Celestial Weasel (celestialweasel) wrote,
Celestial Weasel
celestialweasel

Books

The Gum Tree - Dougy babes - More of a return to his normal territory (e.g. Hey Nostradamus, Miss Wyoming, All badgers are psychotic) than jPod. Somehow seemed like a joke I wasn't getting.

Custer's Last Jump - Howard Waldrop and collaborators. Hmm, I don't think Howard plays well with others, the best story in this collection of collaborations seemed to me to be worse than the worst story of his on his own in the last couple of solo collections I have bought.

Dream Factories and Radio Pictures - Howard Waldrop - reread this to confirm the above hypothesis.
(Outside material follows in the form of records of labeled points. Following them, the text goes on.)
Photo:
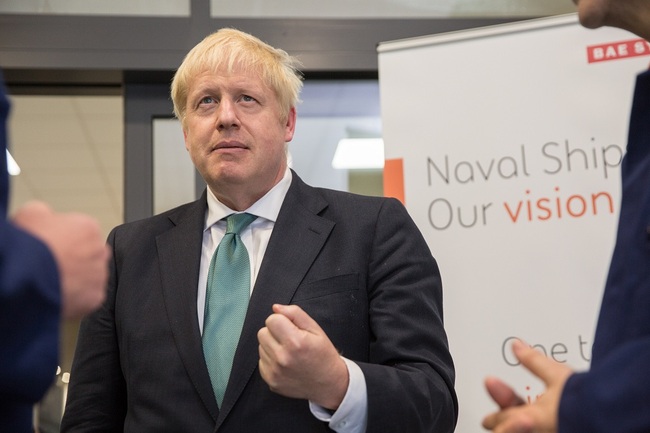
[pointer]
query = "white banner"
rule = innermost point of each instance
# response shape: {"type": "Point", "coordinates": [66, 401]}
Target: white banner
{"type": "Point", "coordinates": [505, 145]}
One cannot help wondering how many people in the world, apart from me, want to read a story about a parallel world in which Hoover looses the presidential election, is put in charge of the FCC and mandates technical standards for TV so the US gets TV early. Apart from me, obviously. Probably the winner of most obscure POD ever award, though.
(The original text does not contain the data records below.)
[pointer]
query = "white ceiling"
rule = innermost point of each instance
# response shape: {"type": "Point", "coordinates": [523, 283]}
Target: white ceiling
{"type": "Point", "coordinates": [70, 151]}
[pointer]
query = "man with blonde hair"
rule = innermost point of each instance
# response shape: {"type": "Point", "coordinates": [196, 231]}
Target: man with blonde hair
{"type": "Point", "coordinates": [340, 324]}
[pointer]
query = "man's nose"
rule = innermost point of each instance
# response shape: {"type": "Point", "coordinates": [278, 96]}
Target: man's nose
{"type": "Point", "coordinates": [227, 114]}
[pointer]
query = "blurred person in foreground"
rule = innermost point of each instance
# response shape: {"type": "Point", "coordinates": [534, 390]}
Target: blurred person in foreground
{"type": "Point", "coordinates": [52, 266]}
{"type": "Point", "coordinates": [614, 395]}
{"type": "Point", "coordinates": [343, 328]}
Bay Prowler and Philadelphia Blowup by Barry Malzberg as Mike Barry. There is a hilarious essay in Breakfast In The Ruins by Malzberg on his series of pulp thillers, so I bought a couple of them - one of the early ones and the final one where his 'hero' has gone insane and is going from bar to bar shooting people on the basis that they must be drug dealers, until he is finally brought down by his faithful sidekick from early in the series. Amusingly, the essay says that he had to change the name of the hero after writing the first three as Wulf Conlan (Lone Wolf, you see what he did there?) was a bit too similar by coincidence to the publisher's name - therefore he became Dirk Wulff. However, Bay Prowler, which is one of the first three, has some references to Conlan in it. The perils of changing a character's name before the days of global search and replace. It has to be said that despite the fact that they were clearly rattled off for the money and Barry was in serious 'pad it out' mode, they are actually quite diverting. A pulp novel rattled off by a good author is still better than a painstaking work by a crap one.
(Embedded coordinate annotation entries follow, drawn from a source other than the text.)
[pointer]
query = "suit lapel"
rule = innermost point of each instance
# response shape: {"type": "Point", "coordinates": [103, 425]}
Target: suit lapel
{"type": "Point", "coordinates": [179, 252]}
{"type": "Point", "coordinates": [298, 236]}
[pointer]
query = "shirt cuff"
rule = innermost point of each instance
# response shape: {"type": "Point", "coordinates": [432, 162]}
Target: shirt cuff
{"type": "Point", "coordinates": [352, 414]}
Punched Card Methods in Scientific Computation by W. J. Eckert (1940). Perhaps an obscure book too far, I have to admit I started skimming it. Fascinating though. Clearly they were using tabulator machines for more than just generating tables of numbers which were then used manually e.g. genuine things of the variety computers would be used for these days - assembling sets of cards for a whole star catalogue and then performing calculations on them.